This video performance recently, and in the near future, will also be presented at a number of artist-run centres across the country.  This Untitled Art Society show is located in their Satellite Gallery space, located at 343 – 11 Avenue SW and will continue until October 19th .

Once again, Mueller just completed a new durational performance.

This time the performance was at Phantom Wing located at the King Edward School which began on Friday, September 27, 2013 at 20:00 MDT and ended on Saturday, September 28, 2013 at 20:00 MDT.

During this performance, entitled A Place for Us Before You Go the artist walked around the exterior of the school, going counter-clockwise, walking continuously with the fingertips of his left hand maintaining physical contact with the building, or objects attached to it (i.e. fences, railings, trees or shrubs) during this 24-hour period.  By the time I arrived and took this photo near the north entrance around 16:00 MDT Saturday afternoon, the circuit the artist had taken alongside the building was evidenced by a noticeable pathway.  This was created by compressing the grass where he had walked many times in the hours beforehand and in time will disappear.

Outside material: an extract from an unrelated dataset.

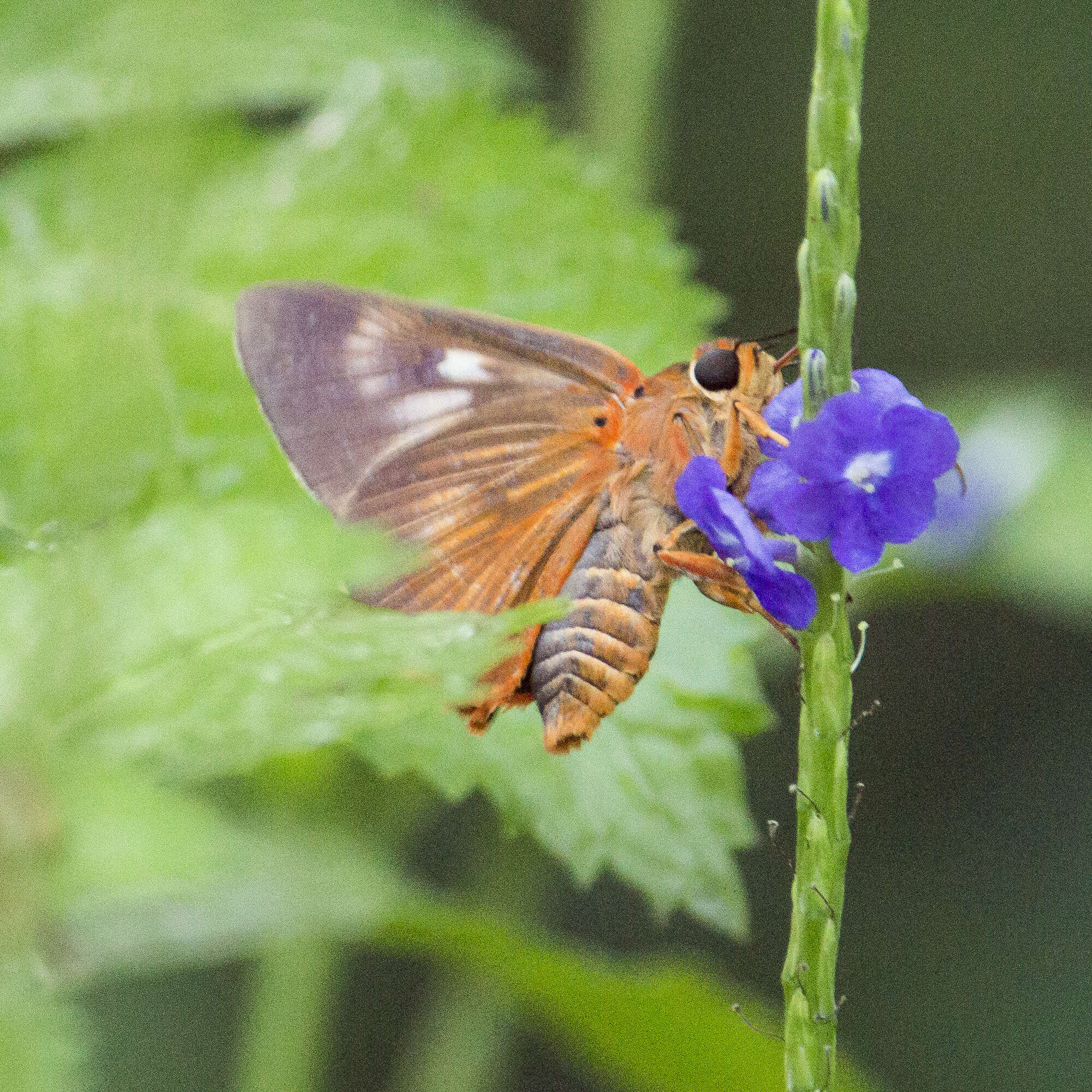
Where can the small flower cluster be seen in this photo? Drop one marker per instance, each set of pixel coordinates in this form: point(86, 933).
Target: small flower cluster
point(861, 474)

In this 24-hour performance period, he did not wear any timepiece.  By doing this, the artist was talking about how in the name of progress “we no longer recognize time and space, yet our bodies remain instruments for recording them”.

As with the other two works mentioned previously, this work also deals with important issues that are worth talking about and opening a dialogue surrounding them.  It is my hope that some evidence of this performance will remain, outside of the physical indentation of the ground caused by his walking on it.  I am very intrigued to see what will come from it.

New space for The New Gallery

Tonight The New Gallery – Calgary’s oldest Artist Run Centre will open its new location.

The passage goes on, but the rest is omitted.